TL;DR
Sony lance sa plateforme blockchain de niveau 2, Soneium, visant à établir un pont entre Web2 et Web3, en autonomisant les créateurs et les communautés.
La plateforme fait face à des critiques pour avoir mis sur liste noire certains memecoins en raison des droits de propriété intellectuelle, frustrant les utilisateurs.
La controverse suscite un débat sur le contrôle de la blockchain et la décentralisation, avec des impacts financiers significatifs sur les tokens concernés.
Sony Block Solutions Labs, une filiale du conglomérat multinational, a officiellement lancé sa plateforme blockchain de niveau 2, Soneium. Conçue pour établir un pont entre Web2 et Web3, Soneium vise à autonomiser les créateurs, les fans et les communautés en fournissant un écosystème décentralisé et convivial.
La plateforme, qui tire parti de la technologie OP Stack et Superchain développée par la Fondation Optimism, a déjà traité plus de 47 millions de transactions durant sa phase de testnet.

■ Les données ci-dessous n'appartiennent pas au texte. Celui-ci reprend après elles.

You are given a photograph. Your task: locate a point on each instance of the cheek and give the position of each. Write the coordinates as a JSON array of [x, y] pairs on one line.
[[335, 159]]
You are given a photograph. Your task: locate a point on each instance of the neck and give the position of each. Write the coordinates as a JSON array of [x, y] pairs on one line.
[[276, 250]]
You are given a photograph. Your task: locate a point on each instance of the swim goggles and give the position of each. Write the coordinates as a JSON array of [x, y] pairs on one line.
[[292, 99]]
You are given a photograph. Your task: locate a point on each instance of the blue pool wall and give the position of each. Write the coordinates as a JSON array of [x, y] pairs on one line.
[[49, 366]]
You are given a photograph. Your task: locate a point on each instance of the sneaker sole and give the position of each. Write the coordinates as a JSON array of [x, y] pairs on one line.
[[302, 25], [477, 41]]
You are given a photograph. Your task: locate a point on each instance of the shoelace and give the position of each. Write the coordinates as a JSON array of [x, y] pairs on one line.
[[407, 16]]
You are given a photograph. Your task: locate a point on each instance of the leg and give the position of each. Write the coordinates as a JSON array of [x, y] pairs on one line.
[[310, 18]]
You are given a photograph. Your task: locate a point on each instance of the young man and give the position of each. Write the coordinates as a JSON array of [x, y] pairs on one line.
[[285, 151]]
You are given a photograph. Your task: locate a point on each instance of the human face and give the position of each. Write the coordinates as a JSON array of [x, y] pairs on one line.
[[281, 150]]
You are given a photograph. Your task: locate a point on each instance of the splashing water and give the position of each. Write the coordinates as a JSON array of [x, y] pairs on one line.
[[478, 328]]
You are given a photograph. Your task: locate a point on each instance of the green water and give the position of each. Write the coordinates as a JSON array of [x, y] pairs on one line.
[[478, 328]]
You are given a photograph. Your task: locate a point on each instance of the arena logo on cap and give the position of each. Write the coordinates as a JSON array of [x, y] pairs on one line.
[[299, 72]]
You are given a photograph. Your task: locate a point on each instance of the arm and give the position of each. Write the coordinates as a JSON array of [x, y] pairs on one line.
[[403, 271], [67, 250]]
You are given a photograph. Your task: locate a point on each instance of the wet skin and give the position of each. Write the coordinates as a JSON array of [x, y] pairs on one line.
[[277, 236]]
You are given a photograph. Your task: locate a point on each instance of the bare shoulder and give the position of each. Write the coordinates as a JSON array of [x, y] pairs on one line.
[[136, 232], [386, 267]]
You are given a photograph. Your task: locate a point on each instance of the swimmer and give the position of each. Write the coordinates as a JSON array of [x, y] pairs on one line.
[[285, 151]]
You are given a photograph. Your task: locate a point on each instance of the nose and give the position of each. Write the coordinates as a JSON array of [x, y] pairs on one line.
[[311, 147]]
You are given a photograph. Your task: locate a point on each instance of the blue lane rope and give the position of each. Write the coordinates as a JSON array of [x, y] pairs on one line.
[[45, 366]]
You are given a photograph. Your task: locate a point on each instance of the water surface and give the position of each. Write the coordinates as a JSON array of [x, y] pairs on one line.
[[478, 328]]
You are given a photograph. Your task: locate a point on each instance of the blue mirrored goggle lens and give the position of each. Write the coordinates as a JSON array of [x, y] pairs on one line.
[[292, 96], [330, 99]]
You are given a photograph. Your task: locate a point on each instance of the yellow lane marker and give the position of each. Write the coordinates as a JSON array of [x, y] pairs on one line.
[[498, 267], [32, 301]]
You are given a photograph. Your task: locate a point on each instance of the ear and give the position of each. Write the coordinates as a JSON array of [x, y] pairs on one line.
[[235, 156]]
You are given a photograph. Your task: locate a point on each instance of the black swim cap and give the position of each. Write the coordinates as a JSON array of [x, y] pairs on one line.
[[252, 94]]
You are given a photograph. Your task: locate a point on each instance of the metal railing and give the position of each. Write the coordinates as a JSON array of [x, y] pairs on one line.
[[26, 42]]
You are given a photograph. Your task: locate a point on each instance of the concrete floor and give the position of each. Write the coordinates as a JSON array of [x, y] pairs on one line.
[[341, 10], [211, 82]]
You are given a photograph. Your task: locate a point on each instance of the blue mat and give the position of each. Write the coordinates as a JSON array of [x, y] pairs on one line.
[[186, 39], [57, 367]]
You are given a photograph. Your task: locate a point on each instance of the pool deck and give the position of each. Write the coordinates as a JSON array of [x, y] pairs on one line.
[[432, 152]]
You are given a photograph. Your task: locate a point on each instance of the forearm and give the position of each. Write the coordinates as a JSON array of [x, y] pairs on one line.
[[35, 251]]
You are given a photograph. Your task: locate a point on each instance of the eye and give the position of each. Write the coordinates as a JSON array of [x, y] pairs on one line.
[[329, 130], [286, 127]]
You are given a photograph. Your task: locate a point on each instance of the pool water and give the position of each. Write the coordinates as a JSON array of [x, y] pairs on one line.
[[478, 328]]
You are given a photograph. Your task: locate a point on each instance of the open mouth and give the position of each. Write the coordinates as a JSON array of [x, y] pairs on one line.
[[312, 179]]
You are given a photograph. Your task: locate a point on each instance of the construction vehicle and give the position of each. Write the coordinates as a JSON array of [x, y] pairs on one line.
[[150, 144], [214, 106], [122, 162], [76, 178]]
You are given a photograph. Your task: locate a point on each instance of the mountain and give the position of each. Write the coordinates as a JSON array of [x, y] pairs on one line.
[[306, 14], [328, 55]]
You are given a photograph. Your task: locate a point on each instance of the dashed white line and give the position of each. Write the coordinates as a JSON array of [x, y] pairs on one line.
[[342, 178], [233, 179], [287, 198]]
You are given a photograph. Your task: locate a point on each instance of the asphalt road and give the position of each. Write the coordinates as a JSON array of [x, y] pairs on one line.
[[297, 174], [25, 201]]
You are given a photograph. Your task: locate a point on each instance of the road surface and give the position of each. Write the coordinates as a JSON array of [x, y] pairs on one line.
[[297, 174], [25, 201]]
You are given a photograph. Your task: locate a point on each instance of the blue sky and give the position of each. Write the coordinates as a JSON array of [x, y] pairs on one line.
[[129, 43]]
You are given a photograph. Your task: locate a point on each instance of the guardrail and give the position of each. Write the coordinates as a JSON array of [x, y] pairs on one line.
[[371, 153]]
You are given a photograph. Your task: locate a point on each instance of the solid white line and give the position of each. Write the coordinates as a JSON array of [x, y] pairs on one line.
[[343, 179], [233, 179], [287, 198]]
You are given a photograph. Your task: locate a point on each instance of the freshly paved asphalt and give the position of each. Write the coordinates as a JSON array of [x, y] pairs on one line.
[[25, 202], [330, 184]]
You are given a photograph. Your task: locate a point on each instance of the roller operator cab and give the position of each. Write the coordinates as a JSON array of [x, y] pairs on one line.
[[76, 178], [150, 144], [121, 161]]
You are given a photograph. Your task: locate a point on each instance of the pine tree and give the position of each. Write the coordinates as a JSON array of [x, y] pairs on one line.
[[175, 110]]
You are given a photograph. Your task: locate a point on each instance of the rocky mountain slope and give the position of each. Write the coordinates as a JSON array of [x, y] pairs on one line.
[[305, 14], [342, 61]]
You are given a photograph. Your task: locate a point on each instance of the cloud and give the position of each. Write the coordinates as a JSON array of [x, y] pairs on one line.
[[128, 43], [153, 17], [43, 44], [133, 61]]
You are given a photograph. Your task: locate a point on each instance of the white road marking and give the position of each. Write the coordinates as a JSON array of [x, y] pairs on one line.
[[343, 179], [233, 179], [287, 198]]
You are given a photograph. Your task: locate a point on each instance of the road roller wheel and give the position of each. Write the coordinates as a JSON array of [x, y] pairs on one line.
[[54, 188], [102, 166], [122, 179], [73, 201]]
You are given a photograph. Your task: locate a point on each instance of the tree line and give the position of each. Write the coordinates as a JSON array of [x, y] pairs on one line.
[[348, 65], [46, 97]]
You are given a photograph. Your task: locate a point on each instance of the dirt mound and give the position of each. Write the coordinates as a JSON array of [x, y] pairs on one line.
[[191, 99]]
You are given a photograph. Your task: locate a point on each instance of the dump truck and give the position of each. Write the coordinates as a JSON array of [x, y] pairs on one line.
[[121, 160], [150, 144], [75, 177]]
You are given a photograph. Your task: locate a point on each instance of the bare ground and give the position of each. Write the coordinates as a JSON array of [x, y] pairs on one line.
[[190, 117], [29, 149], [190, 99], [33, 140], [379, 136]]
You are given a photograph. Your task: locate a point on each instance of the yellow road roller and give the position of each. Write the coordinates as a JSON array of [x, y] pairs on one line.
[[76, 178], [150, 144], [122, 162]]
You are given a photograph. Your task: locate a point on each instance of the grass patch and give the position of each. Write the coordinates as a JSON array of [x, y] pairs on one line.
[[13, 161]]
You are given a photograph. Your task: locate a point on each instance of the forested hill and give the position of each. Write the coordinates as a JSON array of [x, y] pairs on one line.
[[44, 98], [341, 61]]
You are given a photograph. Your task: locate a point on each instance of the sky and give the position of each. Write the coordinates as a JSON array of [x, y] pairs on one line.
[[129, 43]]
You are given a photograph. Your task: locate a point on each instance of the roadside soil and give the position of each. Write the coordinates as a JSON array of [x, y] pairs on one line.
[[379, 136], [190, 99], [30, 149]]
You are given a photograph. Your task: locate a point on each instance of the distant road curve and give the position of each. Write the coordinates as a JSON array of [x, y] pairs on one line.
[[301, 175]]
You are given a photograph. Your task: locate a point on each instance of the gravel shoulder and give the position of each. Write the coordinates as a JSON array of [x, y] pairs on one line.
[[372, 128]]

https://twitter.com/soneium/status/1878988222866350348
Controverse sur les restrictions des memecoins
Malgré l'excitation entourant le lancement, Soneium a fait face à des critiques significatives de la part de la communauté crypto en raison de sa décision de mettre sur liste noire certains memecoins le jour du lancement du réseau.
La mise sur liste noire, apparemment en raison d'infractions aux droits de propriété intellectuelle, a laissé de nombreux utilisateurs frustrés car ils se sont retrouvés dans l'incapacité de trader ou d'accéder à ces tokens sur la blockchain Soneium.
Réactions des utilisateurs et impact financier

Les restrictions ciblaient spécifiquement les tokens qui imitent ou utilisent des marques jugées protégées par Sony ou Soneium. En conséquence, les utilisateurs tentant d'accéder à ces tokens ont reçu une alerte d'interdiction sur l'explorateur de blocs officiel de Soneium.
Cette décision a suscité l'indignation parmi certains utilisateurs, plusieurs publications sur les réseaux sociaux exprimant leur mécontentement. Alon, le fondateur pseudonyme de pump.fun, a critiqué la plateforme pour “mettre activement sur liste noire les memecoins qu'ils n'aiment pas, réduisant instantanément les positions de tout le monde à 0″.
L'impact financier de cette décision a été significatif. Par exemple, le memecoin “Aibo”, inspiré par les chiens robotiques de Sony, était évalué à environ 700 000 $ avant d'être mis sur liste noire.
Les développeurs des tokens concernés travaillent maintenant avec Soneium pour résoudre le problème, et certains envisagent de changer de marque pour se conformer aux exigences de propriété intellectuelle.
Équilibre entre contrôle et décentralisation
La controverse a déclenché un débat plus large au sein de la communauté crypto sur le niveau de contrôle que les développeurs de blockchain devraient exercer. Bien que la protection de la propriété intellectuelle soit cruciale, beaucoup soutiennent que de telles actions contredisent les principes de décentralisation et de réseaux sans permission.
L'issue de ce conflit va probablement établir un précédent pour la manière dont les grandes entreprises intègrent des solutions blockchain dans un cadre réglementaire. Malgré les premiers accrocs, Sony reste engagé à créer un internet ouvert qui transcende les frontières et favorise l'innovation.
Alors que la plateforme Soneium continue d'évoluer, il sera intéressant de voir comment Sony navigue dans les défis d'équilibrer le contrôle avec l'éthique décentralisée de la technologie blockchain.